Furthermore, according to the German government, to allow alcoholic products into free circulation wherever, as regards their alcohol content, they comply with the rules laid down in the country of production would have the effect of imposing as a common standard within the community the lowest alcohol content permitted in any of the member states, and even of rendering any requirements in this field inoperative since a lower limit of this nature is foreign to the rules of several member states.

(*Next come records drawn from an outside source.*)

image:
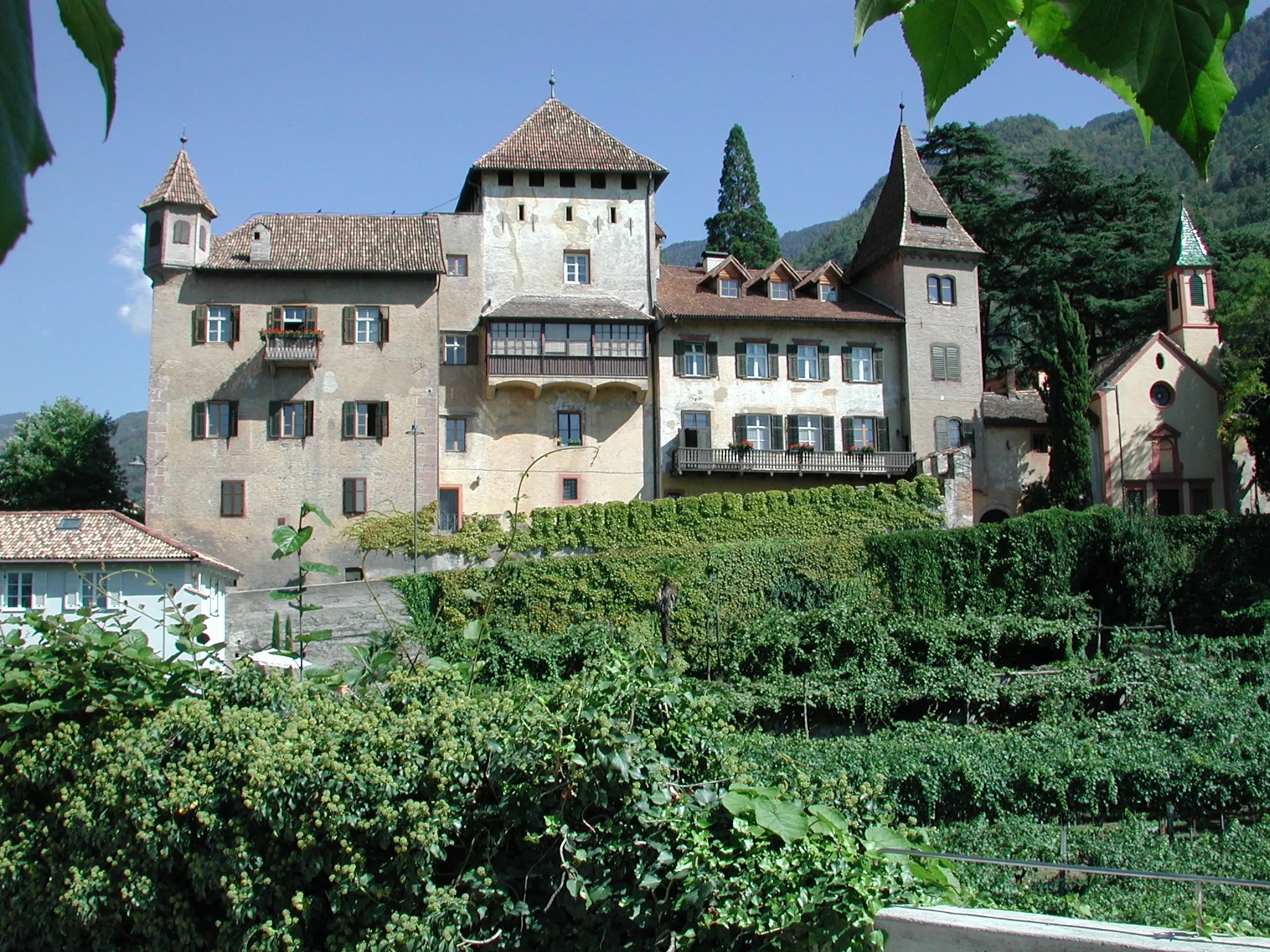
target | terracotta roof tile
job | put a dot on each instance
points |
(907, 197)
(335, 243)
(556, 138)
(179, 186)
(680, 295)
(102, 536)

13. As the Commission rightly observed, the fixing of limits in relation to the alcohol content of beverages may lead to the standardization of products placed on the market and of their designations, in the interests of a greater transparency of commercial transactions and offers for sale to the public.

However, this line of argument cannot be taken so far as to regard the mandatory fixing of minimum alcohol contents as being an essential guarantee of the fairness of commercial transactions, since it is a simple matter to ensure that suitable information is conveyed to the purchaser by requiring the display of an indication of origin and of the alcohol content on the packaging of products.

14. It is clear from the foregoing that the requirements relating to the minimum alcohol content of alcoholic beverages do not serve a purpose which is in the general interest and such as to take precedence over the requirements of the free movement of goods, which constitutes one of the fundamental rules of the Community.

In practice, the principal effect of requirements of this nature is to promote alcoholic beverages having a high alcohol content by excluding from the national market products of other member states which do not answer that description.

It therefore appears that the unilateral requirement imposed by the rules of a member state of a minimum alcohol content for the purposes of the sale of alcoholic beverages constitutes an obstacle to trade which is incompatible with the provisions of Article 30 of the Treaty.

There is therefore no valid reason why, provided that they have been lawfully produced and marketed in one of the member states, alcoholic beverages should not be introduced into any other member state; the sale of such products may not be subject to a legal prohibition on the marketing of beverages with an alcohol content lower than the limit set by the national rules.

15. Consequently, the first question should be answered to the effect that the concept of "measures having an effect equivalent to quantitative restrictions on imports" contained in Article 30 of the Treaty is to be understood to mean that the fixing of a minimum alcohol content for alcoholic beverages intended for human consumption by the legislation of a member state also falls within the prohibition laid down in that provision where the importation of alcoholic beverages lawfully produced and marketed in another member state is concerned.

==Significance==
In 2010, Switzerland unilaterally adopted this principle: generally, goods that can be lawfully produced or marketed according to standards applying in the European Union can also be lawfully produced or marketed in Switzerland or imported from the EU into Switzerland.